After blogging or tweeting about my day full of crazy workouts I often bite my lip waiting for someone to call be obsessed with exercise. It’s the one thing I have been scared to hear because I didn’t know how I’d respond.
I have the kindest, most supportive readers so the closest I’ve gotten to that was this comment on the conversational Movement post:
“I started to read your blog a little while ago and I have definitely noticed a change in the content and direction of your blog (which has probably coincided with many changes in you!). While I admire your dedication to fitness it seems to border on obsessional at times, your blog seemed a lot more “balanced” and “healthy” before, when you were blogging about lots of different things, not how many different workouts you’ve managed to cram into your day.”
No big deal if someone thinks I’m a little off-balanced, but this comment did spark some thought and conversation about exercise addiction- what it means and how much is too much.
My exercise habits have certainly changed. Just a year ago I would run 5 miles or take a bike ride and be perfectly satisfied for the day. I was a healthy, normal exerciser.
Then I started to run marathons, fell in love with yoga and met the Ironman. Things changed!
Now I work out a lot because I need to be prepared for some big goals (a full Ironman in October and a 50-mi. ultra marathon in December).
Also, when I see a free block of time in my schedule I think of what other activity I can fit in there.
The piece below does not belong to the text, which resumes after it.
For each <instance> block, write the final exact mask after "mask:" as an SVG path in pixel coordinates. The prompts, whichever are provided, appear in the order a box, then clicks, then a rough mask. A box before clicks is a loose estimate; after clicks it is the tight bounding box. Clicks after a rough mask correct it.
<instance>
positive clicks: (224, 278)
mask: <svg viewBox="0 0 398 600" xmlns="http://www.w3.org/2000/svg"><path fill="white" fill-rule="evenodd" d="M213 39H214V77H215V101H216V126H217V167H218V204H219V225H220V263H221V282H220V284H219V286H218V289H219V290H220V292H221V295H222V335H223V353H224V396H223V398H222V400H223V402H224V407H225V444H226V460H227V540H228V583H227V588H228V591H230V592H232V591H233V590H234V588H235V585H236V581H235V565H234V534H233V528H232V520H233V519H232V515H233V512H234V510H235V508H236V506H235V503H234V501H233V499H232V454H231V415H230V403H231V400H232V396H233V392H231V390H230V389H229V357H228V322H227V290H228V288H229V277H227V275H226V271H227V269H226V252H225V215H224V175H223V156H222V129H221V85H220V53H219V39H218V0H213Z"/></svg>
Sweating is just what I like to do most. Running clears my thoughts, cycling tires me out, swimming settles my mind and yoga balances my body.
I should probably mention that fitness is more possible for me thanks to my lack of other things. I haven’t had cable in years and even stopped watching shows online earlier this year. Up until recently (woop woop!) I was single.
So as I was justifying my workouts to myself and proclaiming how balanced I really am, a friend made a good point. She said:
“Of course you’re mildly obsessed. Would you reach huge goals if you weren’t?”
Don’t you want your doctor to be mildly obsessed with medicine?
Shouldn’t parents be mildly obsessed with parenting?
Maybe an Ironman should also be mildly obsessed with exercise.
Exercise addiction can be a real problem, but not everyone who exercises for hours a day has a problem. I’m working on being proud of my fitness level and future goals, even if they are extreme to some people.